I am also lucky to have my job, not because I'm working, although that's certainly true, but because of who I interact with there and what I learn. I do TNR, which stands for Trap Neuter Return. It's a program that works with stray and feral cats and their human neighbors. The neighbors will trap the cat, bring it to us, we fix it and make it healthy, and return it to them to put back out. Why do we return it? There are a few reasons, one of which is that cats are territorial- we've all seen this on the Discovery Channel in lions and other big cats. If you take a cat out of it's territory a new cat will take over. The new cat will not be fixed and will then be having litter after litter, making more "nuisance" cats. I'm not sure about every city, but in my city most feral cats are living downtown in the poorest areas, therefore that's who I deal with most often. It is amazing to me how people who have nothing will scrounge up a way to get a cat to us, call and check on that cat, and give that cat a home after it's fixed and healed. They often choose to become volunteers and work with us. I have often heard it said that those with the least give the most, now I know without a doubt that it is true. I'm aware that this is the reason that the rich get richer and the poor stay poor, but in the end I'd rather be poor and generous with great neighbors than be rich and greedy with judgement at every turn.

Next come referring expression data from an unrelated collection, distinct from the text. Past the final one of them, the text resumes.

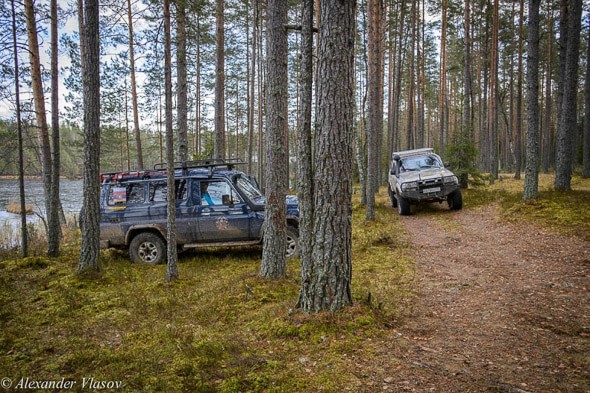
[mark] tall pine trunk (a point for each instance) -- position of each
(567, 128)
(19, 129)
(375, 112)
(273, 251)
(134, 104)
(172, 257)
(90, 219)
(181, 83)
(304, 143)
(328, 288)
(531, 177)
(219, 146)
(586, 153)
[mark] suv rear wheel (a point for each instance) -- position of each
(147, 247)
(455, 200)
(292, 242)
(403, 206)
(392, 197)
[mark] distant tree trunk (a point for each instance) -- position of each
(54, 235)
(547, 124)
(219, 146)
(467, 100)
(494, 95)
(411, 81)
(443, 80)
(328, 288)
(567, 129)
(518, 132)
(398, 78)
(531, 177)
(88, 261)
(275, 234)
(198, 92)
(260, 98)
(251, 76)
(305, 184)
(586, 154)
(172, 266)
(375, 113)
(53, 225)
(181, 86)
(136, 130)
(19, 128)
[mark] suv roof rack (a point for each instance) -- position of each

Another thing that makes me so darn lucky is my husband. He is the most to say the least. He works hard for us, sometimes for 14 hours a day or more, and comes home every night without fail. He doesn't spend his days off golfing or hanging out with friends, he spends them with his kids. He is the best daddy that a kid could ask for. He loves playing with toys, getting dirty and wrestling, he lets them do his hair in princess barrettes and ponytails, paint his nails, and he has never once shied away from changing a diaper, potty training, or cleaning up puke. As a husband he is devoted like no other, dotes on me, cooks and cleans, and is always kind, patient, and understanding. When I first told him I wanted to start a blog he was more than supportive, he even said, yes this is a direct quote from a middle-of-the-day-for-no-reason text, "I'd read it every day, and I wouldn't care what you wrote about. I'm your biggest fan and you know I think everything you do is amazing." Not that we don't fight and argue or do things that leave the other in complete and utter shock, but at the end of the day I know that he'll always be there and he'll always think that I'm the greatest thing that has ever graced this planet. How lucky can a girl get?

When I look at it all that way, there isn't much about my life that isn't incredible and I'm glad that today I was smacked in the face with that revelation. Sometimes we all just need a little reminder. Even when things aren't perfect, they're perfectly how they should be.